No matter what anyone claims, writers are made, not born, and what and how they write is the result of just how they were made... or how they made themselves. I began by writing poetry, which was published only in small magazines, and then went on to write administrative reports while I was a U.S. Naval aviator, followed by research papers, speeches, economic and technical studies, and policy and briefing papers. Along the way, I've been a delivery boy; a lifeguard; an unpaid radio disc jockey; a U.S. Navy pilot; a market research analyst; a real estate agent; director of research for a political campaign; legislative assistant and staff director for U.S. Congressmen; Director of Legislation and Congressional Relations for the U.S. Environmental Protection Agency; a consultant on environmental, regulatory, and communications issues; a college lecturer and writer in residence; and unpaid treasurer of a civic music arts association.
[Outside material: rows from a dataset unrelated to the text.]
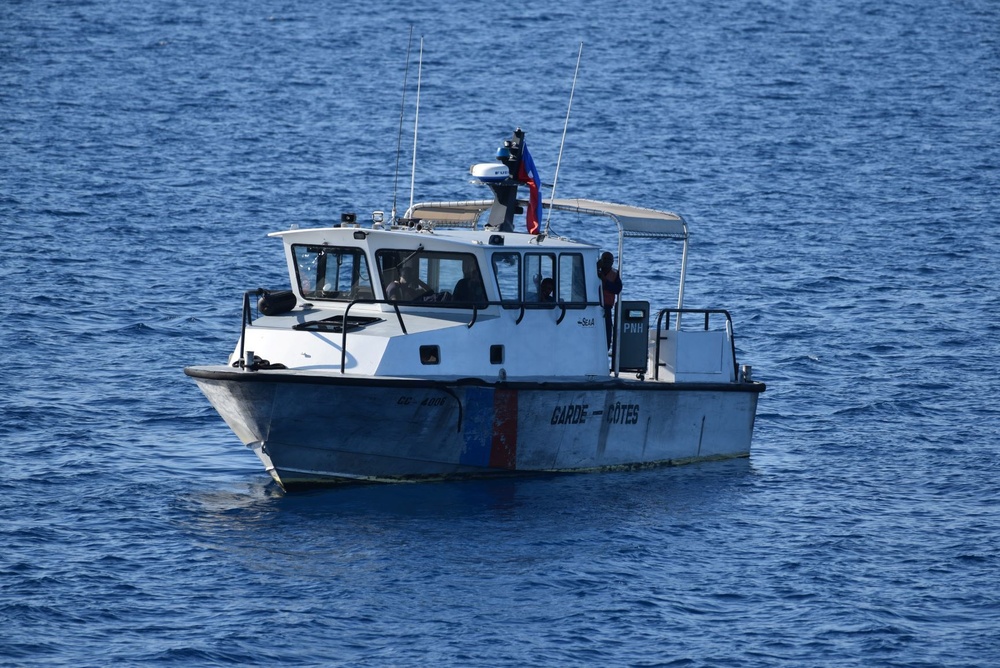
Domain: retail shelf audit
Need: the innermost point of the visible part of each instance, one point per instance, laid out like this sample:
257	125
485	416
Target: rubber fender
276	302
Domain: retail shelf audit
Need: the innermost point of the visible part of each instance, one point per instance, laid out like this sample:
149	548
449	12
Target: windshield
332	273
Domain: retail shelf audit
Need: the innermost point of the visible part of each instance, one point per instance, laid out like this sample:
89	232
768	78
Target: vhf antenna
399	139
416	119
555	177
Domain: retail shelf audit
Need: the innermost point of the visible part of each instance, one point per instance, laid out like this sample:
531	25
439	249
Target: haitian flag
528	173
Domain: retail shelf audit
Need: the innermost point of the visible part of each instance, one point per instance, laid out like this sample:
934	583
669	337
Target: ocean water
839	163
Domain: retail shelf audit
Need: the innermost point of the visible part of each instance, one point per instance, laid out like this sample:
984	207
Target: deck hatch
336	323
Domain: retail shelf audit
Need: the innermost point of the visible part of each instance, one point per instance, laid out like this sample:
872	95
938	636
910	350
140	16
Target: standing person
611	286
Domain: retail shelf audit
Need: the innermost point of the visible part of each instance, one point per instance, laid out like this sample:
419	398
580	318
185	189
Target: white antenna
416	119
555	177
399	138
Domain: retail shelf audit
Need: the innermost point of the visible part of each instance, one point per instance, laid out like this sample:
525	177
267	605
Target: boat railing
663	326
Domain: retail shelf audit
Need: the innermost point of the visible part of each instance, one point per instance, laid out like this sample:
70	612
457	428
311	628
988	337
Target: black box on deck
634	332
As a result, my writing tends to incorporate all of the above, in addition to the science fiction I read from a very early age. After close to sixty published novels, and perhaps a score of short stories, it's fairly clear to me that "what kind of writer" I am for readers tends to depend on which of my books each reader has read.
Along the way, I've weathered eight children, a fondness for three-piece suits [which has deteriorated into a love of vests], a brown Labrador, a white cockapoo, an energetic Shih-tzu, two scheming dachshunds, a capricious spaniel, a crazy Saluki-Aussie, and various assorted pet rodents. Finally, in 1989, to escape nearly twenty years of occupational captivity in Washington, D.C., I escaped to New Hampshire. There I was fortunate enough to find and marry a lovely lyric soprano, and we moved to Cedar City, Utah, in 1993, where she directs the voice and opera program at Southern Utah University and where I attempt to create and manage chaos in the process of writing.